A ces mots, le rédacteur en chef, qui ne doutait plus que le chauffeur soit fou, parla avec anxiété:
«Frère, regarde la route, tu peux voir à quel point il neige. Alors fais tout ce que tu peux pour que nous rentrions à la maison entiers et en bonne santé.
«Ne vous inquiétez pas, je vous ramènerai chez vous sain et sauf. Mais je vous demande de prendre ma parole au sérieux. Ce serpent est vraiment tombé amoureux de la fille d’à côté. Mais personne ne l’a compris. Laissez-moi vous dire, les serpents aiment comme les serpents. Plus fort que les hommes, plus férocement que les hommes. Pourquoi pensez-vous qu’ils ne peuvent pas aimer? Comme je l’ai dit plus tôt, les serpents ont aussi un cœur, fait pour aimer et vouloir être aimé.»
«Eh bien, disons que je suis d’accord avec vous. Dites-moi, comment savez-vous que le serpent aime la fille d’à côté?»
«D’une manière très simple. La fille du voisin a voulu se marier trois fois. Chaque fois, avant le mariage, on s’est aperçu au réveil que le serpent avait passé la nuit dans son lit. Il était recroquevillé tranquillement, soit sous le matelas, soit sous l’oreiller, soit quelque part dans le lit. Evidemment, le mariage a été reporté à chaque fois. Les parents ont réalisé que si la fille épousait quelqu’un, le serpent la tuerait. Le serpent l’aime, et il ne permet pas à la femme qu’il aime d’appartenir à quelqu’un d’autre.
Le rédacteur en chef du journal provincial était complètement ébranlé : il n’arrivait pas à savoir si le chauffeur se moquait de lui ou s’il était vraiment sérieux. Pour mettre fin à cette incertitude, il demanda :
«Donne-moi ton adresse. Je veux venir te rendre visite et voir de mes propres yeux ce serpent amoureux».
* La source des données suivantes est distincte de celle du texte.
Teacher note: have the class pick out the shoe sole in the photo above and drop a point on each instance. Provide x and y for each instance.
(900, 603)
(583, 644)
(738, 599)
Le chauffeur fut ravi de ces mots :
«Par Dieu, j’étais sérieux, je ne comprends vraiment pas pourquoi les gens détestent les serpents. Partout où ils voient un serpent, ils s’enfuient, pris de peur ou essaient de le tuer. Chacun sait pourtant que leur poison est aussi un médicament. Mais savez-vous que les serpents ont aussi besoin de gentillesse et d’amour? Les serpents doivent également être compris et aimés. Aimez-les, s’il vous plaît, aimez-les…»
Le propriétaire de la voiture parlait sans cesse et sa voix devenait de plus en plus rauque. Le rédacteur en chef, qui regardait depuis un moment l’obscurité blanche derrière la vitre de la voiture, se retourna lentement et le regarda. Le chauffeur avait disparu et un serpent rouge était recroquevillé sur le volant.
Le rédacteur en chef ne comprit pas au début, il se frotta les yeux avec ses mains froides et glacées. Il regarda à nouveau le siège chauffeur. Il ne pouvait y avoir aucun doute: Le chauffeur n’était plus à sa place, et un serpent rouge, enroulé sur le volant, tendait sa tête vers lui en lui chuchotant quelque chose…
Le rédacteur en chef ouvrit précipitamment la portière et sauta sur le sol. «A l’aide, à l’aide !» et il se mit à courir dans la neige. Il entendit le bruit des freins et réalisa que la voiture s’était arrêtée. Il courut droit devant lui sans se retourner. Soudain, il tomba dans la neige.